Leveraging protein language models to identify complex trait associations with previously inaccessible classes of functional rare variants

Last updated:: 7 June 2026

Author(s):: Seon-Kyeong Jang, Zitian Wang, Richard Border, Dinh Tuan, Angela Wei, Ulzee An, Sriram Sankararaman, Vasilis Ntranos, Jonathan Flint, Noah Zaitlen
Publish date:: 19 November 2025
Journal:: Cell Genomics
PubMed ID:: 41265447
DOI:: 10.1016/j.xgen.2025.101068

Abstract

Protein language models (PLMs) improve variant effect predictions, but their role in gene discovery for complex traits remains unclear. We introduce an allelic series-based regression test that uses PLM-derived variant effect predictions as proxies for effect sizes, identifying ∼46% more associations than standard burden tests.
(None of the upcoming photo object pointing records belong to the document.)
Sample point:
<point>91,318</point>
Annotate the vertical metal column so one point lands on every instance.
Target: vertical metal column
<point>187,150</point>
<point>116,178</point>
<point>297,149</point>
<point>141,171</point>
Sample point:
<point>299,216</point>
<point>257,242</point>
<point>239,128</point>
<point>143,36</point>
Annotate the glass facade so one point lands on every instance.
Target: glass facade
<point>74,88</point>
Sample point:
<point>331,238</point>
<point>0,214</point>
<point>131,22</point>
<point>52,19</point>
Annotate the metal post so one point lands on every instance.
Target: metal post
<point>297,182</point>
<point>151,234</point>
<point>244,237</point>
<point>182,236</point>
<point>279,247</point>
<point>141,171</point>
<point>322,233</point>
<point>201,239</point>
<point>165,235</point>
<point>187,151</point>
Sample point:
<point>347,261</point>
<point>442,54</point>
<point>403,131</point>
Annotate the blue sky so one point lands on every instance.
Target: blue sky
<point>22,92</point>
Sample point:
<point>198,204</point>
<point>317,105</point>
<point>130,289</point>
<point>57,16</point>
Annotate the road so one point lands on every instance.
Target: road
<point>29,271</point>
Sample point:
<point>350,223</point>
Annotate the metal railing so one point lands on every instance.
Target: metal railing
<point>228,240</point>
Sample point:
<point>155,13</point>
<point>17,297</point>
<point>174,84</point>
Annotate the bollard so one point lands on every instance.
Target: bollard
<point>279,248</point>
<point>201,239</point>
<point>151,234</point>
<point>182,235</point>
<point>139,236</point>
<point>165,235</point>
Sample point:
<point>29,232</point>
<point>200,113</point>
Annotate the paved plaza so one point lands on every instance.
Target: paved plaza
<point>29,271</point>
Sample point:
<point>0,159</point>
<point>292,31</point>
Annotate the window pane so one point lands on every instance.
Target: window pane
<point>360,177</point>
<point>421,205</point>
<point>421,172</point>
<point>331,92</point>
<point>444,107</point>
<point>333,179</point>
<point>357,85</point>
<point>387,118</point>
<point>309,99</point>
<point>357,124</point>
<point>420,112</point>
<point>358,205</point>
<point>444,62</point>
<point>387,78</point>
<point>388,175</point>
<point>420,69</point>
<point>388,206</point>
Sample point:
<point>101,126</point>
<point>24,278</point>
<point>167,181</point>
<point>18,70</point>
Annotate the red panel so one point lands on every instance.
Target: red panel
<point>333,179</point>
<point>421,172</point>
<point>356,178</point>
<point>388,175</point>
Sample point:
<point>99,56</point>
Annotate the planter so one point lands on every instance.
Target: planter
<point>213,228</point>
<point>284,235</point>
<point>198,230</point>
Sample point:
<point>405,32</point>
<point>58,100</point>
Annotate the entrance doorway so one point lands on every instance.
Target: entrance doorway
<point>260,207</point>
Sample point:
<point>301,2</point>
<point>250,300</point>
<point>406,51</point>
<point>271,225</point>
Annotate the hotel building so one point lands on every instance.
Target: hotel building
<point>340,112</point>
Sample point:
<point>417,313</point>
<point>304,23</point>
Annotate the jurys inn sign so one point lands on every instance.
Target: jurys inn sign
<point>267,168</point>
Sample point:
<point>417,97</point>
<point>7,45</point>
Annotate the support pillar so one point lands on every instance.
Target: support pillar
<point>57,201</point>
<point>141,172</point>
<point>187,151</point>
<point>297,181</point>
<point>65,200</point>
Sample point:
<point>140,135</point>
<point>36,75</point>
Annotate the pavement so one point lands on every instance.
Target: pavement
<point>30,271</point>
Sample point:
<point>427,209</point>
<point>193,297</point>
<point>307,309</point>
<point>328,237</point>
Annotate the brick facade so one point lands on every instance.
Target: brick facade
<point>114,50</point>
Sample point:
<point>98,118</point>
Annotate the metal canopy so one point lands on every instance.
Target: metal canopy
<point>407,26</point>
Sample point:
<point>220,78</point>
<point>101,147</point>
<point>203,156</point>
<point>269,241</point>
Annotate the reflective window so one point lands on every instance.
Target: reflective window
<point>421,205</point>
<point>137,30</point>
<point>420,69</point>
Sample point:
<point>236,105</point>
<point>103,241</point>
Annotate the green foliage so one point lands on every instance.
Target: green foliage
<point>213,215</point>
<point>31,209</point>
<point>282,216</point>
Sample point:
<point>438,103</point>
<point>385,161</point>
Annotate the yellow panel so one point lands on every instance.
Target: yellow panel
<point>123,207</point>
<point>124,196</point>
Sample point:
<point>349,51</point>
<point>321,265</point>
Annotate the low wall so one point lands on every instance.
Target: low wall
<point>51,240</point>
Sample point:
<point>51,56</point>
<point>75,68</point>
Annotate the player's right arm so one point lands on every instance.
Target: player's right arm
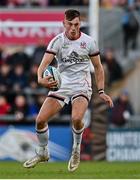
<point>51,51</point>
<point>46,60</point>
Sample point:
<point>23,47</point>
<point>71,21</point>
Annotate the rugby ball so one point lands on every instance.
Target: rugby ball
<point>52,71</point>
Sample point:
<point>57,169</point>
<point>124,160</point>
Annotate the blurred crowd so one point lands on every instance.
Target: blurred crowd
<point>42,3</point>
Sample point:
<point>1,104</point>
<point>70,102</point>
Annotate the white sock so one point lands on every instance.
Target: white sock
<point>43,136</point>
<point>77,138</point>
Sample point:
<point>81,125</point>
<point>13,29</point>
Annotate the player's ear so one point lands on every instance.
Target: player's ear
<point>64,23</point>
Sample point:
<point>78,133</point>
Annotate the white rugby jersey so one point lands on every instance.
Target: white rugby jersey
<point>73,58</point>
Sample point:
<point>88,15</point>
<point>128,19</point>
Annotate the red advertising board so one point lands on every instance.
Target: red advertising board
<point>28,27</point>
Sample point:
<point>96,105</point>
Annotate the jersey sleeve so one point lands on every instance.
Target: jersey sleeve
<point>54,45</point>
<point>94,50</point>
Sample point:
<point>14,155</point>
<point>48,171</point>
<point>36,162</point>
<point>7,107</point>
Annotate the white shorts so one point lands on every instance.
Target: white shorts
<point>65,96</point>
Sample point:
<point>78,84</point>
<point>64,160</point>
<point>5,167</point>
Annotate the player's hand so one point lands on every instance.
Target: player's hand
<point>107,99</point>
<point>47,82</point>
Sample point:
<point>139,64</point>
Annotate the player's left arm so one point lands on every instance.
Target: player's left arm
<point>99,77</point>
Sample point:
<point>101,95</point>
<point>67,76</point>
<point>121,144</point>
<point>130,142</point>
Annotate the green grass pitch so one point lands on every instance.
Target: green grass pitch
<point>58,170</point>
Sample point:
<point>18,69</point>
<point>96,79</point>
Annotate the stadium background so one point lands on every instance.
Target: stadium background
<point>25,30</point>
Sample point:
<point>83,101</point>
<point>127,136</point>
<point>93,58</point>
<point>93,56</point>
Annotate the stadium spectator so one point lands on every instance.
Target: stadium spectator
<point>5,78</point>
<point>114,68</point>
<point>130,27</point>
<point>19,57</point>
<point>122,109</point>
<point>5,107</point>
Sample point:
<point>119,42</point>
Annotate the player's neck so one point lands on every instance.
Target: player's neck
<point>73,38</point>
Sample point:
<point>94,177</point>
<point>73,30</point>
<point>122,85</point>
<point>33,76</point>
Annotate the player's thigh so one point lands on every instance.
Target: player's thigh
<point>79,107</point>
<point>49,108</point>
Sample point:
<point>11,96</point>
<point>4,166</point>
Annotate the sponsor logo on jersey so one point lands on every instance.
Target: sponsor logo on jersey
<point>55,40</point>
<point>74,57</point>
<point>65,46</point>
<point>83,45</point>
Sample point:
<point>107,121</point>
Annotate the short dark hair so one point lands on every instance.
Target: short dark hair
<point>70,14</point>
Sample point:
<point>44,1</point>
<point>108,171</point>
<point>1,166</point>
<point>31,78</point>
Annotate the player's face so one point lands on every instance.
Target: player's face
<point>72,28</point>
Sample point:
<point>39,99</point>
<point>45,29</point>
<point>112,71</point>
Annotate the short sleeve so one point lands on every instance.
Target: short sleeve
<point>54,45</point>
<point>94,50</point>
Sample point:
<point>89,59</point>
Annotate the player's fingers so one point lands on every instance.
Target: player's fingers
<point>53,83</point>
<point>111,103</point>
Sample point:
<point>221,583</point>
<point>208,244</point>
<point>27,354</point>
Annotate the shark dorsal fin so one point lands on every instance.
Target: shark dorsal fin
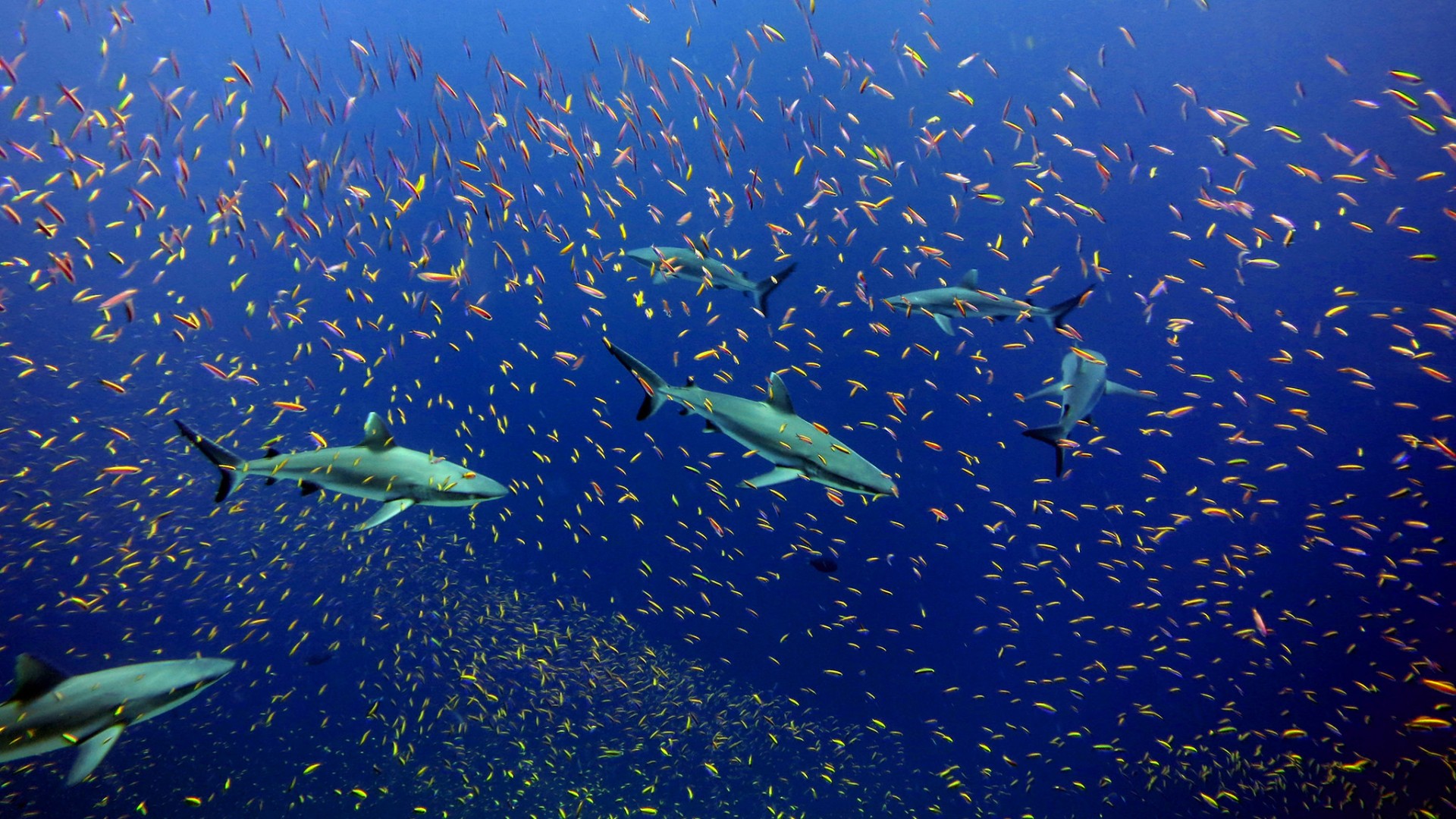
<point>778,395</point>
<point>376,433</point>
<point>34,678</point>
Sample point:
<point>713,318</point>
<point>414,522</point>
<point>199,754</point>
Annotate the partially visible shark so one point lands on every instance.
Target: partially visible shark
<point>1084,382</point>
<point>702,270</point>
<point>376,468</point>
<point>52,710</point>
<point>769,428</point>
<point>965,300</point>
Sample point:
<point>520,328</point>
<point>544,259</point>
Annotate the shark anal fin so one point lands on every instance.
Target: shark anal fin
<point>774,477</point>
<point>391,509</point>
<point>34,676</point>
<point>91,752</point>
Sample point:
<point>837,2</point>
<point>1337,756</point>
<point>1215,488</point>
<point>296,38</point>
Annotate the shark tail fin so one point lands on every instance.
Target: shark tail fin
<point>1057,315</point>
<point>1049,435</point>
<point>651,382</point>
<point>761,290</point>
<point>226,461</point>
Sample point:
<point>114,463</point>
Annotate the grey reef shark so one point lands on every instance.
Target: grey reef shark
<point>967,300</point>
<point>376,468</point>
<point>50,710</point>
<point>686,264</point>
<point>769,428</point>
<point>1084,384</point>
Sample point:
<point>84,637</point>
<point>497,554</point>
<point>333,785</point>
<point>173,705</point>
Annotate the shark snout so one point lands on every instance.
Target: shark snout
<point>644,257</point>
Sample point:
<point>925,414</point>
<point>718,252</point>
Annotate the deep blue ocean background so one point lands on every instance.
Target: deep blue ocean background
<point>631,632</point>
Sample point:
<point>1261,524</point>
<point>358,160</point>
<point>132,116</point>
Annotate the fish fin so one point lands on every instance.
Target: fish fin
<point>772,477</point>
<point>376,433</point>
<point>761,290</point>
<point>1049,435</point>
<point>1057,315</point>
<point>1112,388</point>
<point>226,461</point>
<point>34,678</point>
<point>651,382</point>
<point>780,395</point>
<point>91,752</point>
<point>383,513</point>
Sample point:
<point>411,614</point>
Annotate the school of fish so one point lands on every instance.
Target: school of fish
<point>492,234</point>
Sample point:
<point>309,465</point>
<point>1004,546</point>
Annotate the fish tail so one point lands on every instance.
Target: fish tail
<point>1053,436</point>
<point>651,382</point>
<point>761,290</point>
<point>1057,315</point>
<point>226,461</point>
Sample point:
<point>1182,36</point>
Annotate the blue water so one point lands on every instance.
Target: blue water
<point>629,632</point>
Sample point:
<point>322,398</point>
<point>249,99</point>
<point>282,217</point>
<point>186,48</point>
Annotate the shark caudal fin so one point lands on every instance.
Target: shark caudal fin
<point>228,463</point>
<point>1057,315</point>
<point>761,290</point>
<point>651,382</point>
<point>1049,435</point>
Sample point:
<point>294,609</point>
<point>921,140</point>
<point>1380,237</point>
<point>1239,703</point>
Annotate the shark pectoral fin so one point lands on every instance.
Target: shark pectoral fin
<point>391,509</point>
<point>1112,388</point>
<point>376,433</point>
<point>774,477</point>
<point>92,752</point>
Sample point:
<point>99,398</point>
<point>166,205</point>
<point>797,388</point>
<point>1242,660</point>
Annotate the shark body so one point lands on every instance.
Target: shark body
<point>686,264</point>
<point>52,710</point>
<point>770,428</point>
<point>376,468</point>
<point>1084,384</point>
<point>965,300</point>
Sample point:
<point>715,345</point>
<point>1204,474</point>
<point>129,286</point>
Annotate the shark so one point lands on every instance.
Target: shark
<point>769,428</point>
<point>1084,384</point>
<point>50,710</point>
<point>691,265</point>
<point>965,299</point>
<point>376,468</point>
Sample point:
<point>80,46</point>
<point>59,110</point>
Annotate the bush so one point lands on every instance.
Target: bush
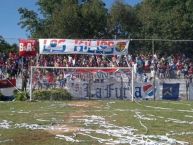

Extending this to isoform-level analysis, we find 26 gene-trait pairs with stronger associations in non-canonical versus canonical transcripts, highlighting isoform-specific effects. Finally, we identify evolutionary plausible variants (EPVs), missense variants assigned higher likelihoods than the wild-type alleles by PLMs, representing 0.45% of missense variants. EPVs show higher allele frequencies than synonymous variants, consistent with differential selection pressures, and are linked to nine traits, including protective associations with low-density lipoprotein (LDL) and bone mineral density. Together, our results demonstrate how PLMs can enhance rare-variant interpretation and gene-trait association discovery in exome data.